3.1 Peppermint samples (dataset I)
Two peppermint samples were collected from herbal plant. After GC-MS analysis, in total six peaks representing different compounds were extracted from two data profiles. It was found that menthol and L-menthone co-eluted with each other. Dataset I was used to demonstrate the adjustment of intensity of extracting features by polynomial fitting.

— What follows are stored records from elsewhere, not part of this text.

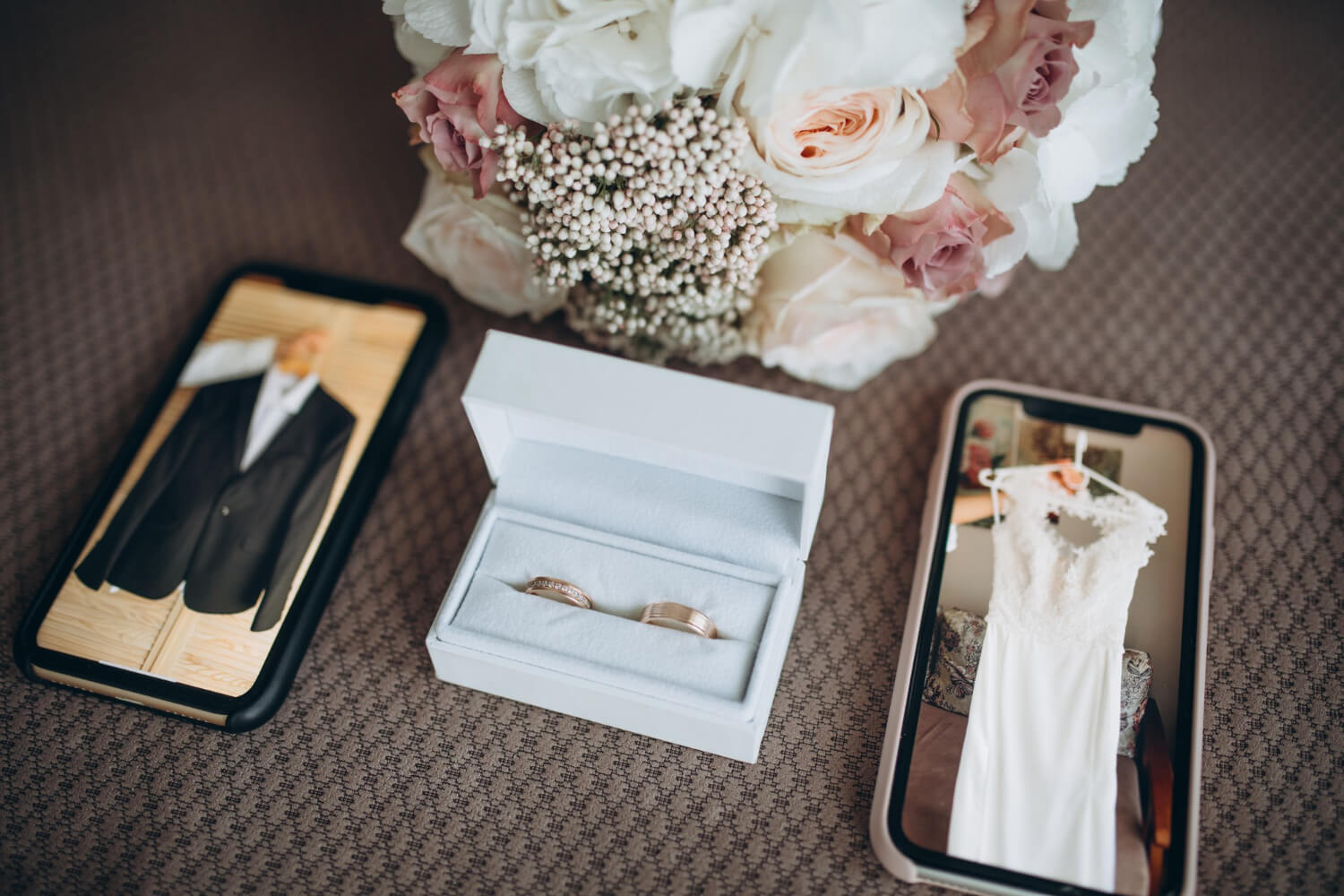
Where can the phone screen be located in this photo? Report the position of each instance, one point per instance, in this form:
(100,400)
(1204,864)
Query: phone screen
(195,562)
(1055,645)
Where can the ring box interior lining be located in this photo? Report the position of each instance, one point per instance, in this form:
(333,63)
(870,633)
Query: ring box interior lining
(639,485)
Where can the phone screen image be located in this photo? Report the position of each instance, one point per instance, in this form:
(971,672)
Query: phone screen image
(1055,645)
(196,559)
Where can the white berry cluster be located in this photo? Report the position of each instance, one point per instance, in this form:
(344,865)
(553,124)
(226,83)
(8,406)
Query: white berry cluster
(650,220)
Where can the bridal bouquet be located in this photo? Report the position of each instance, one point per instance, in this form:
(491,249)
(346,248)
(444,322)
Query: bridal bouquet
(804,182)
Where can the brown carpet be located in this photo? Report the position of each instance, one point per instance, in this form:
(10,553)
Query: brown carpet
(150,147)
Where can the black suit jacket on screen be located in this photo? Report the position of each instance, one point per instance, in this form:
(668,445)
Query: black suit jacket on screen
(230,535)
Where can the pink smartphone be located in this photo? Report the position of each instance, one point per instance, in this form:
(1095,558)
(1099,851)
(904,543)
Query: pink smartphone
(1078,625)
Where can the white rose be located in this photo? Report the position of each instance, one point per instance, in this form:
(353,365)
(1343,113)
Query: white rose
(836,152)
(416,48)
(444,22)
(830,312)
(1109,118)
(582,59)
(478,245)
(771,48)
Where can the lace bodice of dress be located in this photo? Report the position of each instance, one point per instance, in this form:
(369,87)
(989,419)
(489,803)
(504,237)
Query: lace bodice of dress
(1050,589)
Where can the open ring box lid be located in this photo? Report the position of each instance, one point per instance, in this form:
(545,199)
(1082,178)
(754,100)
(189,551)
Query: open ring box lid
(637,484)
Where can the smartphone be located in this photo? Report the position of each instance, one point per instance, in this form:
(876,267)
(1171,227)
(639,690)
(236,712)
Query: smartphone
(196,573)
(1046,720)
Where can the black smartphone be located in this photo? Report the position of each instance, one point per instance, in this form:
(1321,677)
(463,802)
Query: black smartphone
(1045,727)
(196,575)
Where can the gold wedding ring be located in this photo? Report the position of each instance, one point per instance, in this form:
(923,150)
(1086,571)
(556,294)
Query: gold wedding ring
(679,616)
(554,589)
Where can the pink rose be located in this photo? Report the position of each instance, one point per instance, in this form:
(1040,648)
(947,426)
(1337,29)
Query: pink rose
(938,249)
(1013,69)
(456,107)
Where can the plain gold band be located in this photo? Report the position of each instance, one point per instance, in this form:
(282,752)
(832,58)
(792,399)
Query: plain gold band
(680,616)
(567,591)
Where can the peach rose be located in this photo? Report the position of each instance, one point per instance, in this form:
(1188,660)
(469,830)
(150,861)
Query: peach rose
(851,151)
(938,249)
(833,314)
(1013,69)
(457,105)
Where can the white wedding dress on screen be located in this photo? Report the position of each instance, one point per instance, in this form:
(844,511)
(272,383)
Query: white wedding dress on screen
(1035,788)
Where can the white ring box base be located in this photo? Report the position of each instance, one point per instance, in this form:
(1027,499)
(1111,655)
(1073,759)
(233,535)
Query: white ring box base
(637,484)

3.2 Human plasma samples (dataset II)
Human blood plasma samples were obtained from two group of people: 70 male infertility patients (MI), including 26 erectile dysfunction patients (ED, age range: 19–43) and 44 semen abnormalities patients (SA, age range: 23–43), and 61 age-matched fertile men defined as healthy controls (HC). All clinical experiments were performed at the Xiangya Hospital of Central South University (Changsha, China) under the approval of Xiangya Institutional Human Subjects Committee and informed consents were obtained from each participating subject. The details of sample collection, sample pretreatment and GC-MS analysis can be found in literature published by Zhou et al.41 Dataset II was used for evaluating the performance of MARS in large-scale and complex metabolomic dataset with noise, baseline, retention time shifts and overlapped peaks.
3.3 Red wine samples (dataset III)
This dataset is part of GC-MS chromatogram of red wine. It contains 24 samples, including two analytes: acetic-acid hexyl ester and 3-hydroxy-2-butanone. The details of GC-MS experiment can refer to J. M. Amigo et al.38 This dataset enabled us to evaluate the performance of MARS in overlapped peaks by comparison with resolution methods.
3.4 Simulated dataset (dataset IV)
Five overlapped simulated profiles were designed for comparison. The details of five simulated profiles are shown in ESI, Table S2.† Dataset IV was used to demonstrate the performance of MARS, MCR-ALS, PARAFAC2 and XCMS in terms of extraction quantitative information of overlapped peaks.
4. Results and discussion
4.1 Results
In MARS, quantitative analysis is achieved by peak area of extracted features from raw dataset directly. Qualitative analysis is achieved by comparing resolved mass spectrum against spectra in NIST library. It is found that the accuracy is largely dependent upon the quality of extracted features, including pure mass spectra and chromatographic profiles. The robust and accurate extracted features benefit from constrains such as scale constant, non-negativity and unimodality, which are applied to significantly reduce range of possible solutions. To evaluate overall performance of MARS, features of dataset II, III and IV have been extracted. The result, shown in ESI (Table S1†), demonstrated that MARS is capable of extract features automatically and swiftly from large-scale GC-MS dataset with given MSRT pairs.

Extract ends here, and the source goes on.